My parents are hiding something from me. Maman is very stubborn about it. Their sentences enter my ears as randomly as a toss of the dice on our Ludo board. Papa looks guilty, like a child who can’t keep a secret.
“I can’t bear it,” he says. “I can’t.”
“If Monique knew where I was last night,” Maman argues, “your family would’ve forced it out of her and shed blood.”
As they talk, invisible people are breathing everywhere—at least twenty ghosts are in the air around us. When Maman speaks, the ghosts let out groans of agreement, but my parents don’t seem to hear them.
Papa shakes his head. “I mean, you should never have come back. I could have convinced them . . .”
“We needed to be with the children.”
I don’t understand why Maman is saying she wants to be with me when she won’t even look my way. I see dirty water dripping down the white wall beside me. It is coming from the ceiling. At first, it comes down in two thin lines. Then the lines widen and swell into one. Then two more lines come down, in spurts, like little spiders gliding down on threads from a branch of the mango tree in our yard. I touch the liquid with the tip of my finger. Blood.
“Ghost! Ghost!” I scream, diving toward Papa.
“It’s not blood,” he says.
“You are lying! It’s blood! It’s blood!”
Papa tries to get between me and the wall, but I get in front of him and hug him. I cling to his body, climbing up until my hands are around his neck and my legs wrapped around his waist. He tries to muffle my shouts with his hands, but I wriggle and twist until he bows under my weight, and we nearly topple over. He staggers and regains his balance, then he releases his breath, and his stiff body softens. He puts his arms around me and carries me to the sofa. He holds my face to his heart, hiding me from the blood. I stop shouting. Maman is grinding her teeth, and there is a stubborn look on her face—maybe the Wizard has fixed her too.

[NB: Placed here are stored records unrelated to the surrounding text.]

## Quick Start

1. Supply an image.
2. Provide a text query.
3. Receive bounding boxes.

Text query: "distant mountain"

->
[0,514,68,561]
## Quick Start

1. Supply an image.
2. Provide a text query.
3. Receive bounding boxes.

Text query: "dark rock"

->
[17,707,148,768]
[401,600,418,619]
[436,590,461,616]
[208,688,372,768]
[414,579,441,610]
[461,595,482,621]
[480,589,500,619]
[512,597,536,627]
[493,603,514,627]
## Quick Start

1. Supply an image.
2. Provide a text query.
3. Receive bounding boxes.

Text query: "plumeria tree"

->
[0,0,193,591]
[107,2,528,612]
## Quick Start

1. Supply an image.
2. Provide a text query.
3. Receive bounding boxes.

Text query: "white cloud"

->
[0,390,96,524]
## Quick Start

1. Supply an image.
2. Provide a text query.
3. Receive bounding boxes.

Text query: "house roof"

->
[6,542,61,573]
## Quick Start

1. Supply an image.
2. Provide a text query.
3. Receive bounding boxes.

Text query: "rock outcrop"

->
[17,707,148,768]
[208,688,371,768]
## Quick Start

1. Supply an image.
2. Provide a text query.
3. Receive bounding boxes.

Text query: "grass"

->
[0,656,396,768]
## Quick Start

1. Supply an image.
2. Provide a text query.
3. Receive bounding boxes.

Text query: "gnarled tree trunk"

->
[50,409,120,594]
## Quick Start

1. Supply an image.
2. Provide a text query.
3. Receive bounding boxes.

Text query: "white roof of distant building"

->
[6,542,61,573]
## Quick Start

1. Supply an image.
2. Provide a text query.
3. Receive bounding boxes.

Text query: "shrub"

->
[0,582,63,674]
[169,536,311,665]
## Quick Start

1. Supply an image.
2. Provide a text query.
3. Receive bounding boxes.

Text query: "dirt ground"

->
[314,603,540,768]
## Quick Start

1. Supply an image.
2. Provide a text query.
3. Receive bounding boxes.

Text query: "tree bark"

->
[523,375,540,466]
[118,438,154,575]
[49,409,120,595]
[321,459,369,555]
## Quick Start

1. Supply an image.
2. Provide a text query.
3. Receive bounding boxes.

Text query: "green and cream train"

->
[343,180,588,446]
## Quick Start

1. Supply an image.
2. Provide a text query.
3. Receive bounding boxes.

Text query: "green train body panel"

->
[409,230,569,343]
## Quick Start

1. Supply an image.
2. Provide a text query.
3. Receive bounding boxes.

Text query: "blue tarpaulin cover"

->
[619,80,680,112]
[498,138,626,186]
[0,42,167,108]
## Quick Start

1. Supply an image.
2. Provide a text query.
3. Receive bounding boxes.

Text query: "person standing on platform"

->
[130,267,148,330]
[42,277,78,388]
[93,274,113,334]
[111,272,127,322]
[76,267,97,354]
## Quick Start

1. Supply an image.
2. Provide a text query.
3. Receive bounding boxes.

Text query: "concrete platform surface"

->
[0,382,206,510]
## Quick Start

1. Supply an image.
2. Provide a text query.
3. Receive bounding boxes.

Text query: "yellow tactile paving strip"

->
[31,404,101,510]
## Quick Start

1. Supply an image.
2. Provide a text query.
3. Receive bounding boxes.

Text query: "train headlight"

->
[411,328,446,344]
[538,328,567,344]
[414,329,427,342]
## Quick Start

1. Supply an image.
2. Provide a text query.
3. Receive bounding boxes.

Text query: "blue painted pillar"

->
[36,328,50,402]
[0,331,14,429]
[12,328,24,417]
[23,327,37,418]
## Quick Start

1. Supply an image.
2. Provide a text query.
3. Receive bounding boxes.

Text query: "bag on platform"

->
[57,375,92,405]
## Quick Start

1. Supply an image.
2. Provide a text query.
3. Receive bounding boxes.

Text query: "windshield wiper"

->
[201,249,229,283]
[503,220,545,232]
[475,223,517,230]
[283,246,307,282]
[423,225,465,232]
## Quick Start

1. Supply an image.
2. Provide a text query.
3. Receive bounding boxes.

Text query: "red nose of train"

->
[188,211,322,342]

My body continues to tremble, no matter how hard Papa holds me. I tell him about last night, and he consoles me, telling me not to cry. Tears fill his eyes too, then pour down onto me, warm and fast. I’ve never seen him cry before. Now he can’t stop, like me. He’s telling me he will always love me, putting my head on his shoulder, stroking my braided hair. Once again, I’m Papa’s Shenge.